If Hicks had been charged with federal hate crimes, prosecutors would have had to prove that he shot his victims “because of” their religion. According to a federal appeals court ruling that the Justice Department cited in explaining its decision not to take on the case, that would have required showing that Hicks would not have murdered his neighbors “but for” their religion, which would have been hard to do.
Prior to his crimes, Hicks was an outspoken atheist and critic of organized religion, a subject he discussed on social media. But the evidence of a specific anti-Muslim bias is less clear. “I’ve defended Muslims,” he told the Times in a jailhouse interview. “I know Muslims. I take pity on them, the way society treats them like they are lesser people.” He denied even knowing that his neighbors were Muslims, although the women wore headscarves and he contradicted himself by criticizing them for not properly observing Ramadan.
At the same time, Hicks was known to confront and quarrel with people of various backgrounds, especially over parking. This would hardly be the first case of murderous violence inspired by trivial issues.
Ripley Rand, then the U.S. attorney for the Middle District of North Carolina, met with the victims’ relatives in 2015 but declined to prosecute Hicks. He told the Times (in the newspaper’s paraphrase) that “the federal government was meant to intervene if local authorities could not or would not do their jobs,” which “did not seem to be the case” here, since Hicks “seemed destined to spend the rest of his life in prison.”
That is demonstrably not the Justice Department’s general policy, since defendants such as Charleston mass murderer Dylann Roof, Charlottesville killer James Fields, and Pittsburgh shooter Robert Bowers have been prosecuted for federal hate crimes even though state courts were clearly willing and able to handle the cases. Given such precedents, it is not hard to understand the frustration expressed by Mohammad Abu-Salha, father of the women Hicks killed.

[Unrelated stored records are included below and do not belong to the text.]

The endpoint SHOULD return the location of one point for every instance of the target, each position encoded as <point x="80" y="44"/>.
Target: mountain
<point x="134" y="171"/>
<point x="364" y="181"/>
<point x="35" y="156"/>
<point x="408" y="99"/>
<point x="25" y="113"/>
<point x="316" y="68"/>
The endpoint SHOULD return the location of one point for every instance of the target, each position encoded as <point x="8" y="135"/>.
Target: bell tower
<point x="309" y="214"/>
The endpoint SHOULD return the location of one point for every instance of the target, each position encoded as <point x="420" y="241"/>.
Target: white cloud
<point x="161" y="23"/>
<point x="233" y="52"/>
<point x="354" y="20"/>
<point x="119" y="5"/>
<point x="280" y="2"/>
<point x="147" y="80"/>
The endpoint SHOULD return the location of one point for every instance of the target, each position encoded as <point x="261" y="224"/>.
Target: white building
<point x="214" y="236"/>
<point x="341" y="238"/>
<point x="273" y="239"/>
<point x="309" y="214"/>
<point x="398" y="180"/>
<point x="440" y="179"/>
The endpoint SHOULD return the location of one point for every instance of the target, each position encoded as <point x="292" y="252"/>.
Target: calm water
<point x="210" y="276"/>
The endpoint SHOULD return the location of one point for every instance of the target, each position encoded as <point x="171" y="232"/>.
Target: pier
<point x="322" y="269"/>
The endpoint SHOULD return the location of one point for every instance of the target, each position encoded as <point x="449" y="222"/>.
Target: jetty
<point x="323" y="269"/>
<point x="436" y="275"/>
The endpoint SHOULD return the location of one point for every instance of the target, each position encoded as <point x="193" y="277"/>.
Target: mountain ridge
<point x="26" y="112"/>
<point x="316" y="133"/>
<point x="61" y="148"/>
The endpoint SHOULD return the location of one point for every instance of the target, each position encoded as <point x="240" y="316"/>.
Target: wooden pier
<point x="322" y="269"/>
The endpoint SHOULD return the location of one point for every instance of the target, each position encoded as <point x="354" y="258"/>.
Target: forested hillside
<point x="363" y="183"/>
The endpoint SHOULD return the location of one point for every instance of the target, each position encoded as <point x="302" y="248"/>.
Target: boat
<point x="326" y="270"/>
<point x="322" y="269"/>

“If a Muslim man knocked on a door and executed a Christian family in their home with no provocation, that would be called terrorism,” Abu-Salha told the Times. “But we Muslims are soft targets.”
Contrary to the implication, the crucial difference in this case seems to be the absence of evidence documenting the defendant’s bigotry. Roof published a racist manifesto. Fields used “multiple social media accounts” to “express his beliefs regarding race, national origin, religion and other topics.” Bowers posted anti-Semitic comments and said things “evincing an animus towards people of the Jewish faith.” If Hicks had left a similar trail of hateful statements, it seems likely that the Justice Department would have intervened, notwithstanding North Carolina’s undoubted willingness to prosecute and punish him.
The decision to charge someone with federal hate crimes exposes him to dual prosecutions for the same conduct, so he can be tried again if he is initially acquitted (or even if he is convicted). Federal prosecution also may increase the penalty he faces, changing a life sentence to execution or a short prison term to a long one. When the Justice Department makes that decision based on the views people have expressed, it is effectively targeting defendants for extra jeopardy and extra punishment because of their opinions. Instead of questioning such belief-based inequality, Americans have learned to demand it.